“We’re just being girls,” Chappell Roan tells me in the lobby of the Sheraton Hotel in Nashville, before playing a sold-out show with three drag performers as openers and thousands of young women dressed up and ready to yell pop anthems into the night. She is here in the middle of a giant U.S. tour. If you missed her, she will be back in March, opening for Olivia Rodrigo.
In just three years, 25 year old femininomenon has gone from working at a drive-thru café in Willard, Missouri to becoming a queer pop icon. “It’s just silly pop. It should feel silly,” she explains. To hear an artist say that their music is unserious feels like having the rug pulled out from underneath the music critic in all of us. It’s license to let go an have fun — a license that Chappell Roan had to give herself, as well.
Initially her music was dark and serious. She got her start incredibly young. When she was in 8th grade, she auditioned for the Christmas talent show and sang “Chestnuts Roasting on an Open Fire” and became “the girl who could sing.” Then she auditioned for America’s Got Talent and The Voice, TV shows that both rejected her. Undeterred, she started writing her own music and putting it onto YouTube. “Die Young,” a moody ballad miles away from the fun pop songs she sings now, was noticed by a couple of record labels and she flew to New York to audition. Six months later she was signed by Atlantic Records and, as a teenager, moved from her small home town in Missouri to West Hollywood all by herself.

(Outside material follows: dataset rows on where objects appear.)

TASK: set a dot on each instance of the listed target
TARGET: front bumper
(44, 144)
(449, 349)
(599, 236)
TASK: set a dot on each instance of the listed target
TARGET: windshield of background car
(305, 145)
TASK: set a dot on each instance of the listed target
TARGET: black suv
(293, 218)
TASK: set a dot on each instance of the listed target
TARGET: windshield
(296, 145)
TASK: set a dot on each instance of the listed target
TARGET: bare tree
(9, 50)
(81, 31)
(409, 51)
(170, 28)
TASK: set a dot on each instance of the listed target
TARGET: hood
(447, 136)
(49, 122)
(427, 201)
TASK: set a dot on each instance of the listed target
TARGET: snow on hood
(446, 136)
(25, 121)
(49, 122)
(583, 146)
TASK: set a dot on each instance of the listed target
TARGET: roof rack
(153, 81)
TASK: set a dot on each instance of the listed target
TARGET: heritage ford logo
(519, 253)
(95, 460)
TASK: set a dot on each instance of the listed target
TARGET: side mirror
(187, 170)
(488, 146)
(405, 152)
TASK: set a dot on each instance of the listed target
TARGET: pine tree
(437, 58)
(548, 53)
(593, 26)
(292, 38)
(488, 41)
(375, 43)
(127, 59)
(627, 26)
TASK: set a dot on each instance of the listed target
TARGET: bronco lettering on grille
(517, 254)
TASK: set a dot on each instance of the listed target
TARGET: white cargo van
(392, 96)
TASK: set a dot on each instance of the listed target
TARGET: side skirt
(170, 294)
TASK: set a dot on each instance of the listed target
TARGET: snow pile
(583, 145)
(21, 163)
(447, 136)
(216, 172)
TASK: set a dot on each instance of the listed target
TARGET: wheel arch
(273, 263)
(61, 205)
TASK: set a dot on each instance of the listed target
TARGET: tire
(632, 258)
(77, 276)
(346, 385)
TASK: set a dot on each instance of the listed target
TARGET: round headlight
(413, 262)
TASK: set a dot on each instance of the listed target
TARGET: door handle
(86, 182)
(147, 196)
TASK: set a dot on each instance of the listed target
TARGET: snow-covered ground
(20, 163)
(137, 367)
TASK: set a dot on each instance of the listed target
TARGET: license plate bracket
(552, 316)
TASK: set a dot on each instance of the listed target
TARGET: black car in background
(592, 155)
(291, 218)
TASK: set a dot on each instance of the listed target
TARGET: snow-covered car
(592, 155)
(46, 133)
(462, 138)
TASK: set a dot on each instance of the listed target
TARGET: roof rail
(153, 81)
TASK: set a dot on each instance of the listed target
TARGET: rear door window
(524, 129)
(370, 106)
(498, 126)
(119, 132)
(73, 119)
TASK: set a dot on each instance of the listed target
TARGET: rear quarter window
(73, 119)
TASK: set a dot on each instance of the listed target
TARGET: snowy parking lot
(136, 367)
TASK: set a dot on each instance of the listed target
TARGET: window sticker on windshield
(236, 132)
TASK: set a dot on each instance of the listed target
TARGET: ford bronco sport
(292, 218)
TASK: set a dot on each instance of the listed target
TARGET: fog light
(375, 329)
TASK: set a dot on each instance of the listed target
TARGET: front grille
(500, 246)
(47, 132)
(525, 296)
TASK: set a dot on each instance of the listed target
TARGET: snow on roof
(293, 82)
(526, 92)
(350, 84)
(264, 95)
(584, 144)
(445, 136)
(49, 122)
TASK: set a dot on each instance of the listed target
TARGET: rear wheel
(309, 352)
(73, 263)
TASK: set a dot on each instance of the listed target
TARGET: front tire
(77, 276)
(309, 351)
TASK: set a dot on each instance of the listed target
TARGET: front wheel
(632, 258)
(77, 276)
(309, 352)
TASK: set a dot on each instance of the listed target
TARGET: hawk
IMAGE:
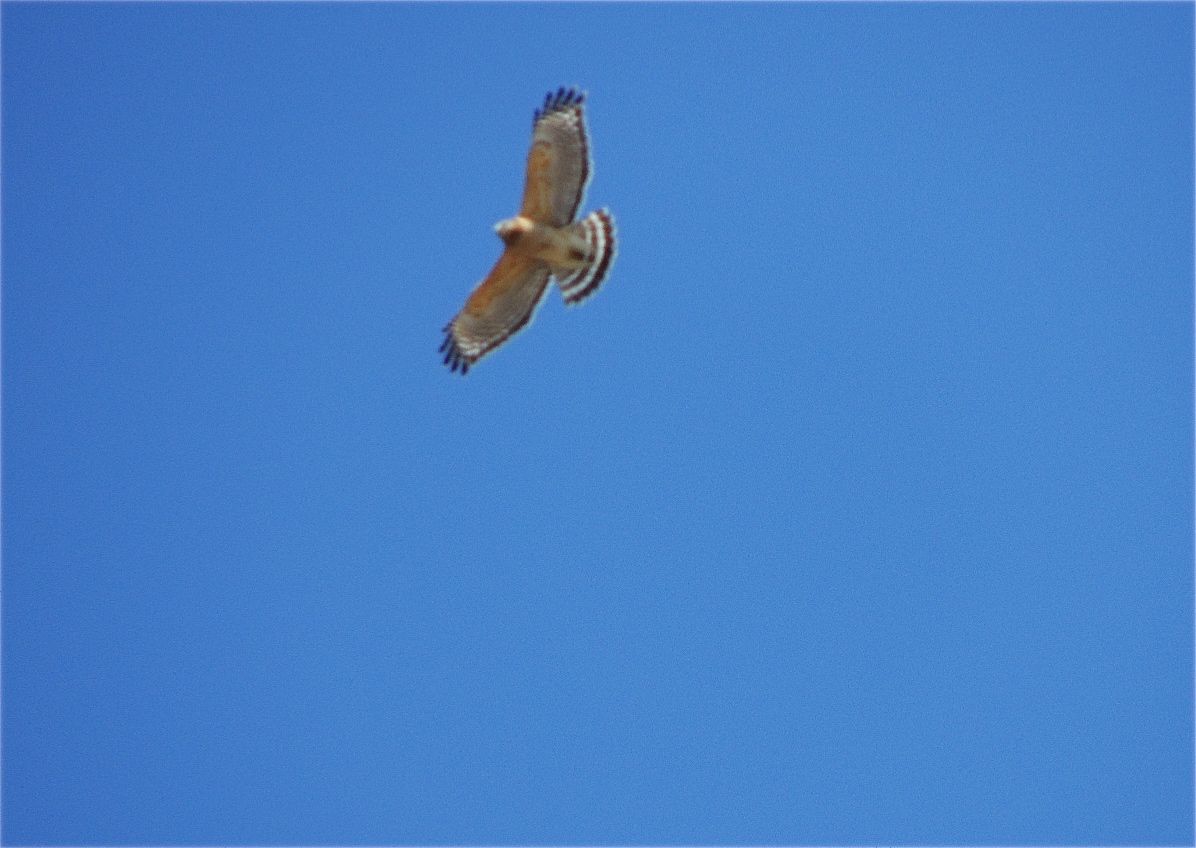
(542, 242)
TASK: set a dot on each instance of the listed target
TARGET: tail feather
(598, 230)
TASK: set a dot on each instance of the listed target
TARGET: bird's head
(510, 230)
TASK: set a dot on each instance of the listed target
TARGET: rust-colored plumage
(542, 242)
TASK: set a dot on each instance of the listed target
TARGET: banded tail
(598, 231)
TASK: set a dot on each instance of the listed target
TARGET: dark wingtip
(453, 357)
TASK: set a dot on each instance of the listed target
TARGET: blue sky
(855, 508)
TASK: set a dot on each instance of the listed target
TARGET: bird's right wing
(499, 307)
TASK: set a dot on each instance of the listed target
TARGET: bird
(543, 243)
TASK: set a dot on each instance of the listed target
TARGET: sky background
(855, 508)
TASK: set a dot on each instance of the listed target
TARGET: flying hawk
(542, 242)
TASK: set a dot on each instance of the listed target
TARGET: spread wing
(499, 307)
(559, 163)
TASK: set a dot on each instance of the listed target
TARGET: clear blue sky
(855, 508)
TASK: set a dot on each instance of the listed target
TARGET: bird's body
(542, 242)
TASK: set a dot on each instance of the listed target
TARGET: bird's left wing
(499, 307)
(559, 163)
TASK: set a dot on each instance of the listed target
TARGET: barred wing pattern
(543, 242)
(559, 162)
(500, 306)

She felt lost in L.A. Her label wasn’t supportive of the moody persona of her early work and she was not reaching an audience. Feeling lost and wondering if she should leave California and move back home, she started writing the song that would become “California.” For as destitute as she felt, the culture change was welcome. West Hollywood had drag queens, femmes, and gays, which she had never seen before and found fun and freeing. However she still couldn’t get a job, didn’t have a friend group and wasn’t making money from music. After a couple years in L.A. she packed it up and moved back to Missouri. Things were so low that she picked up a job at Scooters Coffee kiosk, working the drive-thru.
After a season of working at Scooter’s, she said that she would give music one last shot. She stared to think about it in a less serious way. “We don’t need to think that this is life or death. There are so many times where I take myself so seriously and think that I need my music to be taken so seriously, but it doesn’t. It’s just pop music.” She thought of Chappell Roan as a drag version of herself: confident, over the top and in your face.
She wrote about the drag queens she saw in West Hollywood and released “Pink Pony Club” about dancing on a stage at the club. It’s a song about letting go of your inhibitions and giving into the night. Musically and thematically, it’s a release. Letting go allowed Chappell Roan to succeed. Vulture described it as the “Song of the Summer.” As of this writing, the song is closing in on 20 million plays on Spotify. On The Rise and Fall of a Midwest Princess Chappell Roan balances piano ballads about leaving home to achieve her dreams and lusting to meet an ex with outright bangers about the joy of starting a little drama on a Saturday night and ditching basic dudes for super-ultra-modern-girls like herself.
At her show in Nashville that night, Chappell announced a theme for the show, “Outer Space,” and hundreds of Gen Z girlies attended sporting space buns and silver glitter. They sang every word at the top of their lungs. For the encore Roan didn’t sing at all during the chorus of “Pink Pony Club.” Instead, she held the mic out to the crowd and let them give into the night, yell as loud as they could and just be girls.